The increase in the rate of population growth causes the need for housing to increase because it is a primary need for everyone. Currently, many companies are engaged in buying and selling land, buildings, houses, etc. Someone who wants to buy a house certainly doesn't want to buy a house at the wrong price. Real estate companies when buying houses for resale also don't want to get the wrong purchase price because it can be detrimental to the company. To set a good purchase price, an analysis of the factors that influence property prices is required. Price predictions based on location and residence specifications are also very useful for setting purchase prices. Therefore, this project created a machine learning prediction model using linear regression to help a person or company buy property at the right price.

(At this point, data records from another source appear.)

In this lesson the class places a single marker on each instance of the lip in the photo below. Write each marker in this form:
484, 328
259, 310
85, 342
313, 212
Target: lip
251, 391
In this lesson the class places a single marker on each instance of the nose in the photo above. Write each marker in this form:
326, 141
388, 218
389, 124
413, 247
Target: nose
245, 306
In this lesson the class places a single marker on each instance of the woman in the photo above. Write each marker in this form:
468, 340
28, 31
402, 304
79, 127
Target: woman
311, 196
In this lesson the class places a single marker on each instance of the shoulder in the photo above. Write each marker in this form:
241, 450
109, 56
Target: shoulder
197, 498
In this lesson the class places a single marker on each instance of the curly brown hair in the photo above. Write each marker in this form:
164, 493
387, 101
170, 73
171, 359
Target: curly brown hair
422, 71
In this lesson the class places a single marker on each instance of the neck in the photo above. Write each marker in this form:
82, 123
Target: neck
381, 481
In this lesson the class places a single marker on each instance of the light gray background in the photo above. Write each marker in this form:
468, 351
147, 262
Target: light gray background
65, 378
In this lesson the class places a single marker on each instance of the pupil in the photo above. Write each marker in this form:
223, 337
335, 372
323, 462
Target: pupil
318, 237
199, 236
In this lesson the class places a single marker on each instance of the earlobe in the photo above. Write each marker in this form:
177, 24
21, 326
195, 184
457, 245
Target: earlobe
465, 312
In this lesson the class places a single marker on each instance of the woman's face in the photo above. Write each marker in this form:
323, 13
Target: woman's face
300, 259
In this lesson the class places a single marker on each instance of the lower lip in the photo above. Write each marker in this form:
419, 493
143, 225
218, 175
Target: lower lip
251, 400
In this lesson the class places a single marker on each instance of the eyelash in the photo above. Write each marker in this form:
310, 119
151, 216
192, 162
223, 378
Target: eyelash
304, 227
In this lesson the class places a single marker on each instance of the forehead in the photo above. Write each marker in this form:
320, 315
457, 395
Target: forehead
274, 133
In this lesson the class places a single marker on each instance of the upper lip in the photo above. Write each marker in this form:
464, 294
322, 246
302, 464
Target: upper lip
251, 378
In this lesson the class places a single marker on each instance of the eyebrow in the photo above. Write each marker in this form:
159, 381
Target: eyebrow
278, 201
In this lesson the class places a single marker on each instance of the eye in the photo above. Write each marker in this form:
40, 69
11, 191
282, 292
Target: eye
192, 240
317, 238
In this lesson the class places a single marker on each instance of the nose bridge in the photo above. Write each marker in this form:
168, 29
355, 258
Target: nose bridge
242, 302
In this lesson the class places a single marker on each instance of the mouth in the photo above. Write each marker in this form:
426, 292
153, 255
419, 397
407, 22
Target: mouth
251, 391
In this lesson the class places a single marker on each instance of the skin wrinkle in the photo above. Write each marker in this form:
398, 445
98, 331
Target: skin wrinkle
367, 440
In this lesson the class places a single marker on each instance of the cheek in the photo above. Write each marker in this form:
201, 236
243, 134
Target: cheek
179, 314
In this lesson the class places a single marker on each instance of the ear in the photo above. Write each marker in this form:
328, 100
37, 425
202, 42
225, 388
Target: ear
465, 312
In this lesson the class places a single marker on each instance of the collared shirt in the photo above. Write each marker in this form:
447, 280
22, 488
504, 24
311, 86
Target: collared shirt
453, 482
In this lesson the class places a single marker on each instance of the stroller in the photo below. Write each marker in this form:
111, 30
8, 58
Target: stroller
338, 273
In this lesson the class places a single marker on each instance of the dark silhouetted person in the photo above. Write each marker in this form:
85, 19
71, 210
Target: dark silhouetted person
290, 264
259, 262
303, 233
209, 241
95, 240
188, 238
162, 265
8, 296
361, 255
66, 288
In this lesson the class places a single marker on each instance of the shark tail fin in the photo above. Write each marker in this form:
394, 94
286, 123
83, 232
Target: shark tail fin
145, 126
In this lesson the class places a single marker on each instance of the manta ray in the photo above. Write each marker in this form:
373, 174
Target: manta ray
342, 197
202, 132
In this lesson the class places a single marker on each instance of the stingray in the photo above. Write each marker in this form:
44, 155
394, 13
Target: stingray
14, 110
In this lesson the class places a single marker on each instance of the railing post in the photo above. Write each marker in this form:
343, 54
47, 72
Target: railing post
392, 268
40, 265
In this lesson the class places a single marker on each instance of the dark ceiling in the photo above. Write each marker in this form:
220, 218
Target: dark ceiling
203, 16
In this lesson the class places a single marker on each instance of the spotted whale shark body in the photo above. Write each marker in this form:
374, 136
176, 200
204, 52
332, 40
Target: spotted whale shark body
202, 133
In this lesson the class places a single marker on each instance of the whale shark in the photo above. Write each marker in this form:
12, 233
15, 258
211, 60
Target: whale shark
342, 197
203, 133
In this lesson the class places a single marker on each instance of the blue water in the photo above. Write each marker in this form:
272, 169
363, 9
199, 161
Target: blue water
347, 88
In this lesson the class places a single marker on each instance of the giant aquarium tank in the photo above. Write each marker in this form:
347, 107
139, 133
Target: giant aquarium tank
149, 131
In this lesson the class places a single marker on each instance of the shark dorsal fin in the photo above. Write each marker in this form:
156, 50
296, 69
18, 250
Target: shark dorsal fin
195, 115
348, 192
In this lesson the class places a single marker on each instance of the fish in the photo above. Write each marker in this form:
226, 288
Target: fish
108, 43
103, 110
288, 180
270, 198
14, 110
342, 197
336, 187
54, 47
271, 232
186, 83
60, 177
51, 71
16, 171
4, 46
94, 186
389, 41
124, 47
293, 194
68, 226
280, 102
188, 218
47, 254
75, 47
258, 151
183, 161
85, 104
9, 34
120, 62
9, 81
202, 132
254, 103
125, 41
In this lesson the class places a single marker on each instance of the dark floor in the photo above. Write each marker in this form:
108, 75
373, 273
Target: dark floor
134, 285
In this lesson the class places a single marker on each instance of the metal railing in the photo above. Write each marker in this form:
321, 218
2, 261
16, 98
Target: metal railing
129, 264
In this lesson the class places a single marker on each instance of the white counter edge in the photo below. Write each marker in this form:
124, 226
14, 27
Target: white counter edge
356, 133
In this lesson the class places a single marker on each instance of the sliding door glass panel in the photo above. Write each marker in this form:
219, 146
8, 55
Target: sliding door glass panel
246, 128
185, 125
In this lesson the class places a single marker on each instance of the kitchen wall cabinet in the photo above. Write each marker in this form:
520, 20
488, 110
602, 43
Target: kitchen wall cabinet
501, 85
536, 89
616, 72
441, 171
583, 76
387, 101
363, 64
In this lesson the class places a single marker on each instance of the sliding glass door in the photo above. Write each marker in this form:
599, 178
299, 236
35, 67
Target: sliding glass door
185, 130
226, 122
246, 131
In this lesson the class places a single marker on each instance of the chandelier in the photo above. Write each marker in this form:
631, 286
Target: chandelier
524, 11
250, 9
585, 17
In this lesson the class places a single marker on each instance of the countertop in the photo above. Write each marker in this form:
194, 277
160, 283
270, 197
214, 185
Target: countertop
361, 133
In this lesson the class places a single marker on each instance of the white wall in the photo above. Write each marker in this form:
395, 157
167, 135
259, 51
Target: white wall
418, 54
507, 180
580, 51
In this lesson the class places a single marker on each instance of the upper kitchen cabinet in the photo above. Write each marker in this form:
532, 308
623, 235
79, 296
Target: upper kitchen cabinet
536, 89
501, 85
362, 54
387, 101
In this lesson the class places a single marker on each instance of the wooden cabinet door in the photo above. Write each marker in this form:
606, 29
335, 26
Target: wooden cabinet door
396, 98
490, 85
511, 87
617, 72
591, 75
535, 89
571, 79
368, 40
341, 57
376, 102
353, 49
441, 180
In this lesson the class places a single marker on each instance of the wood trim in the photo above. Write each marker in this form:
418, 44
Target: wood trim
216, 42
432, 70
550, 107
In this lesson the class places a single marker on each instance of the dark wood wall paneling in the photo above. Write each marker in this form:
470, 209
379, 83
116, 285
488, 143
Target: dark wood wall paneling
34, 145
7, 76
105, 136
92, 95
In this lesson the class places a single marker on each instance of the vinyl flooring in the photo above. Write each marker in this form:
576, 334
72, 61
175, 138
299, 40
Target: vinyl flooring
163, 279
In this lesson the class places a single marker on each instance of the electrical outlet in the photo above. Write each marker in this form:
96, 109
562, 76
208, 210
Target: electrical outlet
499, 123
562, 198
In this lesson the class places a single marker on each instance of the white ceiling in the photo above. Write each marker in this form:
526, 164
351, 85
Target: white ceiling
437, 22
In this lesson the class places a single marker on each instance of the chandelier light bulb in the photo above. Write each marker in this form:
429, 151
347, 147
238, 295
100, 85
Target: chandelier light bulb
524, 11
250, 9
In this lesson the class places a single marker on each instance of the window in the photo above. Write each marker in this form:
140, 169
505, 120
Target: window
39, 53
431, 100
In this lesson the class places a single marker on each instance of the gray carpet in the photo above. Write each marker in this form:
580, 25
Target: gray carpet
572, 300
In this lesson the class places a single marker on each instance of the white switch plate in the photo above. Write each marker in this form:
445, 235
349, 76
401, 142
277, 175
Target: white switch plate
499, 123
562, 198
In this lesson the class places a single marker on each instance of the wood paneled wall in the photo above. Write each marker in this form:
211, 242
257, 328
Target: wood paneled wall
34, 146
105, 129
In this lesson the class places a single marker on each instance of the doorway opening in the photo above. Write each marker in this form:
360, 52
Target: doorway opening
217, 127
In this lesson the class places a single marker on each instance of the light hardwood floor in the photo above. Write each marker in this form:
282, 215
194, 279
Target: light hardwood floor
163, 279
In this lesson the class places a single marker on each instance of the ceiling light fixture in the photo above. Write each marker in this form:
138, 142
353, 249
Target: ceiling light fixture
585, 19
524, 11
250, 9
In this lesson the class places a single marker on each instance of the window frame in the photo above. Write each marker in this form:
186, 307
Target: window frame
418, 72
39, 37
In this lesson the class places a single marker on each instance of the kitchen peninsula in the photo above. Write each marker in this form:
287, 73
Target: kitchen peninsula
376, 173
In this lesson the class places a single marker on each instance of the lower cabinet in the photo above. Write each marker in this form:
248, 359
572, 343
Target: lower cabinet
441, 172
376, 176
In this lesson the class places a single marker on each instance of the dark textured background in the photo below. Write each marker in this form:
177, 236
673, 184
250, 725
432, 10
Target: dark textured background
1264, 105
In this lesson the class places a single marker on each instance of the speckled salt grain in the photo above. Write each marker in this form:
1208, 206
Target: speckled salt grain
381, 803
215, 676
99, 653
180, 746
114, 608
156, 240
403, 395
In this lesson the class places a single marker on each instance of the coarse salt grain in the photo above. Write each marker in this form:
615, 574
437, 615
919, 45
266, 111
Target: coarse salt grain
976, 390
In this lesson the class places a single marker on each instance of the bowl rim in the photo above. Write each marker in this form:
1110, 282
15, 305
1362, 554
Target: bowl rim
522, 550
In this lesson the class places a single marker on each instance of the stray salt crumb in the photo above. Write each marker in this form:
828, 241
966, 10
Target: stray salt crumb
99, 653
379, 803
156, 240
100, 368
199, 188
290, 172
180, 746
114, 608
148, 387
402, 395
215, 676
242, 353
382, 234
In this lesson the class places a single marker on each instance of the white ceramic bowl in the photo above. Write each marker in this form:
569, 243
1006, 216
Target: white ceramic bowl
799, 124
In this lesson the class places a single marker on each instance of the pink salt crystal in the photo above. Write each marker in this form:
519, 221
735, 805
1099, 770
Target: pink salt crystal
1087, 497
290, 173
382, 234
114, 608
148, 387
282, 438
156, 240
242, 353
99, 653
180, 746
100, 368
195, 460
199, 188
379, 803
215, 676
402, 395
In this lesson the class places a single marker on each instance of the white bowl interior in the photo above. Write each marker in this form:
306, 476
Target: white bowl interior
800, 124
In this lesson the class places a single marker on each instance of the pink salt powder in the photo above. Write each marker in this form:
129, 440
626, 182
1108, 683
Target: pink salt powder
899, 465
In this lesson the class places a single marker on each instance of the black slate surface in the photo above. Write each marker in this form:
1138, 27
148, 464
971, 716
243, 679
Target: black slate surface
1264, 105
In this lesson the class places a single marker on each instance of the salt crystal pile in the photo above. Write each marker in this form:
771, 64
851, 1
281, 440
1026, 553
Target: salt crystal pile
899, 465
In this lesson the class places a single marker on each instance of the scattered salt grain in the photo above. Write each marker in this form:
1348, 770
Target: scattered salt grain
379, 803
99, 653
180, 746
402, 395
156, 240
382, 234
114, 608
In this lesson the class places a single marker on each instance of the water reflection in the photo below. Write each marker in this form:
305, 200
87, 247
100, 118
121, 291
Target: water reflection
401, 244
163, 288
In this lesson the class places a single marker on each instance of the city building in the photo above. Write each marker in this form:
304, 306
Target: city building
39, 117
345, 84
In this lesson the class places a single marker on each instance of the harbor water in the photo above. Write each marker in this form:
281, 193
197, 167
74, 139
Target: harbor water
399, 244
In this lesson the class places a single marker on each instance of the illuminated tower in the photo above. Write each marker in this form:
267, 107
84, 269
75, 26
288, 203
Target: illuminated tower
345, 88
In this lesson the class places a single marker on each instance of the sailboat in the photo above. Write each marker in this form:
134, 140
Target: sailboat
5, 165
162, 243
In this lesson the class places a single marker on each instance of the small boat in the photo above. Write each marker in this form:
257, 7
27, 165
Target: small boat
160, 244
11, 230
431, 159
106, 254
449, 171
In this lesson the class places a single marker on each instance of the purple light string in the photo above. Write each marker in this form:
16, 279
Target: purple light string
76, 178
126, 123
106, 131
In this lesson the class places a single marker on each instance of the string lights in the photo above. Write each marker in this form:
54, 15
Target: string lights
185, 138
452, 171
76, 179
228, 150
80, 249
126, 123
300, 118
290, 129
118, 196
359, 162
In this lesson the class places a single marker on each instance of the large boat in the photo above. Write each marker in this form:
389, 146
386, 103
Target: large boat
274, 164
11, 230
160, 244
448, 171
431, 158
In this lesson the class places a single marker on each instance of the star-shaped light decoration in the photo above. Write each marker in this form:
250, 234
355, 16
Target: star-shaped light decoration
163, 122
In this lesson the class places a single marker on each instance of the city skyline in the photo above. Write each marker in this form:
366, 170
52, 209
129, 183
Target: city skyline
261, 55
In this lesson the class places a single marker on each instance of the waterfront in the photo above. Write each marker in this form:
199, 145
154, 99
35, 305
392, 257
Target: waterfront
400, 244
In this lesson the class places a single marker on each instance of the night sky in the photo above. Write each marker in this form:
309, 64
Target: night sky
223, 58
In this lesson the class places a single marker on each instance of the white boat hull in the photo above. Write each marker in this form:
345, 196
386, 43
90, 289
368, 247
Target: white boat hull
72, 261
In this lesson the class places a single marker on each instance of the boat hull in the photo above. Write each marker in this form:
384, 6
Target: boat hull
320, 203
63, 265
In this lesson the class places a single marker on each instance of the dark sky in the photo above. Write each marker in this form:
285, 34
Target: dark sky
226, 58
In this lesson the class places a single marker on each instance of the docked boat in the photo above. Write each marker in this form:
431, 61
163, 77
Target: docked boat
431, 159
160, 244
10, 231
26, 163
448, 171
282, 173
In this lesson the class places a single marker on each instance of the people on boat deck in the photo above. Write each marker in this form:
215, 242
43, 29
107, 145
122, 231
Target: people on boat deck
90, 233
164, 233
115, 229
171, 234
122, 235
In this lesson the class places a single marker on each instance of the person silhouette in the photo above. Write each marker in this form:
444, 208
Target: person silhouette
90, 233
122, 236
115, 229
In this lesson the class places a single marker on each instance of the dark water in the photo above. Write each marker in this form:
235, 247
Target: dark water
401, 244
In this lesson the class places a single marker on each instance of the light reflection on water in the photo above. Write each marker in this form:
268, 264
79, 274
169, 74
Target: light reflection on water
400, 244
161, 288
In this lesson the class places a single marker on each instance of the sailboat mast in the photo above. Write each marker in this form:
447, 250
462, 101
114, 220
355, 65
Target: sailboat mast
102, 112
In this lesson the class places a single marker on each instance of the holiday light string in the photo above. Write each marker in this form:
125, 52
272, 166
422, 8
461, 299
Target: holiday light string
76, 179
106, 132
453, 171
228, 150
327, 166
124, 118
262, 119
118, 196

The goal of this project are:
- Extract, explore, analyze, and visualize data
- Make a prediction of house prices using a linear regression model
- Imputing missing values and encoding categorical features
- Improve model performance by reducing overfitting
- Evaluating the prediction model using the Mean Absolute Error (MAE)
This project consists of three parts:
- Prepare Data
- Import
- Explore
- Analysis
- Split
- Build the Model
- Baseline
- Iteration
- Evaluation
- Communication Results
- Testing
The dataset used has 34857 observations and 21 explanatory variables related to real estate prices in Melbourne Australia. Among the explanatory variables, there are 8 variables of type object, 12 float variables, and 1 int variable. A brief explanation of each variable is as follows:
- Suburb = Suburb
- Address = Addres
- Rooms = Number of rooms
- Type = Type br - bedroom(s); h - house, cottage, villa, semi, terrace; u - unit, duplex; t - townhouses; dev site - development site; o res - other residential.
- Price = Price in Australian dollars
- Method = Method: S - property sold; SP - property sold prior; PI - property passed in; PN - sold prior not disclosed; SN - sold not disclosed; NB - no bids; VB - bid vendors; W - withdrawn prior to auction; SA - sold after auction; SS - sold after auction price not ...
- SellerG = Real Estate Agent
- Date = Date sold
- Distance = Distance from CBD in Kilometers
- Postcodes = Postcodes
- Bedroom2 = Scraped # of Bedrooms (from different source)
- Bathroom = Number of Bathrooms
- Car = Number of carspots
- Landsize = Land Size in Meters
- BuildingArea = Building Size in Metres
- YearBuilt = Year the house was built
- Council Area = Governing council for the area
- Latitude = Latitude
- Longitude = Longitude
- Regionname = General Region (West, North West, North, North east …etc)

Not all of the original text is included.